Die besten Reise-Kreditkarten

Kreditkarten sind einfach praktisch! Gerade, wenn man sich auf Reisen außerhalb der europäischen Union befindet, bieten die Plastikkarten Sicherheit und Komfort. Aber nicht jede Kreditkarte ist auch eine gute Kreditkarte!

Wer kann eine Kreditkarte bekommen?

Waren Kreditkarten lange Zeit allein privilegierten Gesellschaftsschichten vorbehalten, ist heute fast jeder dazu berechtigt eine Kreditkarte zu beantragen.
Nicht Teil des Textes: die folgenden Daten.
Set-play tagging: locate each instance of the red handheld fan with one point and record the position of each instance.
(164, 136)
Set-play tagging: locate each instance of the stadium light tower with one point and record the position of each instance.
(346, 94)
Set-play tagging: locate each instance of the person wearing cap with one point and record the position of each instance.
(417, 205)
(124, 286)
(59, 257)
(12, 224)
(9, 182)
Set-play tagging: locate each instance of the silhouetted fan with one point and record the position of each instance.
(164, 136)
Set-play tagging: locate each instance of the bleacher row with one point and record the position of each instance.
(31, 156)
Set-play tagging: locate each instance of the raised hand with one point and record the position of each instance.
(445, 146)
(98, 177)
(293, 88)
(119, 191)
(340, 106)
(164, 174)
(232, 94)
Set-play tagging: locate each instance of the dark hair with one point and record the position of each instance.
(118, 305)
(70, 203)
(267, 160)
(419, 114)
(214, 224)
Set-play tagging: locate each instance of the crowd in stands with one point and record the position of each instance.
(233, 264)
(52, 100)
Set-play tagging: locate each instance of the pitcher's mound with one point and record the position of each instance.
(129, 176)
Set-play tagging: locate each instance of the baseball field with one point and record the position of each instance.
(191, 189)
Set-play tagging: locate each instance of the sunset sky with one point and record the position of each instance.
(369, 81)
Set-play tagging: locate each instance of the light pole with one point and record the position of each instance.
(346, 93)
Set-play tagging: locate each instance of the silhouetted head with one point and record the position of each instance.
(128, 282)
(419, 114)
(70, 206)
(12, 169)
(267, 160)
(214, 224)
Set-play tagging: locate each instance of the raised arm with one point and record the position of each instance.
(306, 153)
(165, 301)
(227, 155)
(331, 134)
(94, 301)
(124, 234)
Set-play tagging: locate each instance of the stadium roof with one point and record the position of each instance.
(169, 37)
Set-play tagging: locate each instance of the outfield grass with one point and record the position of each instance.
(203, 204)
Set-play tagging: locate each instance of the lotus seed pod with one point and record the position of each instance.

Voraussetzung hierfür ist lediglich ein monatliches Einkommen. Selbst Studenten, die etwa durch Unterhaltszahlungen oder BAföG einen regemäßigen Geldfluss zu erwarten haben, dürfen eine Kreditkarte besitzen. Die Höhe des Einkommens spielt insofern nur für die Höhe des Verfügungsrahmens eine Rolle – in der Regel wird von der Summe eines dreifachen Monatsgehalts ausgegangen.

Kreditkarten: Akzeptanz im Ausland

Ob eine Kreditkarte für eine Reise besonders gut geeignet ist, das hängt auch davon ab, ob und wie viele Akzeptanzstellen es dafür im Ausland gibt. Mit über 35 Millionen Akzeptanzstellen gehören Visa, Mastercard und American Express sicherlich zu den „großen“ Kartenanbietern. Nahezu in jedem Land auf der Welt lässt sich mit ihnen bargeldlos bezahlen oder Geld abheben.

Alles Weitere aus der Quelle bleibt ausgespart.